~11~

7.7K 1.1K 241
                                    

'Sori, Van. Gue mau pergi sama Bima.'

Tiket bioskop yang berada di tangannya, diremukkan. Lalu, ia lempar ke tempat sampah yang berada di samping meja belajarnya, dan mendudukkan diri di pinggir ranjang.

"Ya udah, Di. Gapapa. Sori ya, gue ganggu lo," ujar Devan pelan.

'Maafin gue, Devan.'

Devan membaringkan tubuhnya ketika mendengar nada penuh rasa bersalah dari Diran. Ia menatap langit-langit kamar dalam diam.

"Gapapa, Di," sahut Devan dengan suara yang masih pelan. Lalu, memutuskan untuk langsung mematikan sambungan di antara mereka.

Devan lupa. Ia lupa, bahwa dia hanyalah selingkuhan Diran. Kekasih utama lelaki manis itu adalah si berengsek Bima. Ia melupakan peranan Bima karena lelaki itu jarang mengganggu mereka.

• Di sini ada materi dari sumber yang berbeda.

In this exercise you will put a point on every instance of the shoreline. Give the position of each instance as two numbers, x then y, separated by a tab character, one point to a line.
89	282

Devan menatap layar ponselnya. Lalu, membuka aplikasi Whyapp untuk melihat pesannya yang tidak dibaca sama sekali oleh Gian.

'Kamu di mana?'

Seharusnya Gian sudah pulang sejak dua jam yang lalu. Kalau pun dia pergi bersama temannya atau Damian, seharusnya Gian memberi kabar.

Devan melempar pelan ponselnya ke sisi ranjang yang lain. Lalu, beranjak dari ranjang. Keluar kamar untuk berpindah ke kamar Gian, dan berbaring di sana.

Saat ini, Gian pasti sedang bersama Damian. Devan sangat yakin akan hal itu. Ia memeluk guling yang ada di sana. Membenamkan wajahnya, dan menghirup aroma manis khas Adiknya.

Devan rindu, masa di mana hanya ada mereka berdua di dalamnya. Dulu, Gian akan setia menunggu Devan menyelesaikan pekerjaan rumah agar ia bisa memiliki teman bermain. Atau berceloteh menanyakan ini itu pada Devan. Bahkan, ketika ia mengajari Adik manisnya itu membaca dan menulis, serta berhitung semampu yang ia bisa. Hanya mereka berdua.

Bergandengan tangan menuju minimarket terdekat untuk membeli ice cream. Gian akan duduk dipangkuannya ketika mereka belajar bersama. Memeluk tubuhnya ketika mereka akan tidur. Meminta Devan untuk menyanyikan sesuatu atau berdongeng.

Ia juga ingat, betapa bahagianya Gian ketika mereka berada di Sekolah Dasar yang sama. Karena, waktu-waktu untuk bersama Devan akan bertambah. Pergi sekolah bersama. Istirahat, Devan akan menghampirinya. Pulang pun, mereka tetap tidak terpisahkan.

Devan ingin kembali ke masa-masa itu.

Di mana Gian, masih miliknya seutuhnya.

Kedua mata Devan perlahan menutup. Membiarkan kesadaran perlahan memudar. Membawanya menuju bunga mimpi, ditemani aroma Gian yang menenangkan hati.

*****

Satu jam tidur siang (atau sore?) Sudah lebih dari cukup bagi Devan. Ia merenggangkan tubuhnya, dan memutuskan untuk kembali ke kamar sendiri. Membersihkan diri di sana, agar tubuhnya nyaman.

Tepat ketika jam menunjuk pukul lima sore lewat empat puluh menit, Devan sudah wangi dengan piyamanya, serta berkacak pinggang di depan pintu rumah karena Gian belum pulang. Dia tidak suka jika Adiknya itu sudah main tanpa ingat waktu. Lalu, ketika melihat sang Adik di antar oleh Damian, Devan membuang napas kasar. Tak beranjak dari tempatnya. Menatap kedua orang itu dengan tajam. Tangan masih di pinggang.

"Jam berapa ini?" Sorot dingin, ia pancarkan ke Gian yang menunduk ketika si manis itu berada di hadapannya.

"Maaf, Bang."

"Abang tanya, ini jam berapa?"

"J-jam enam kurang."

Lelaki itu beralih bersedekap dada. Masih menatap Adiknya dengan dingin.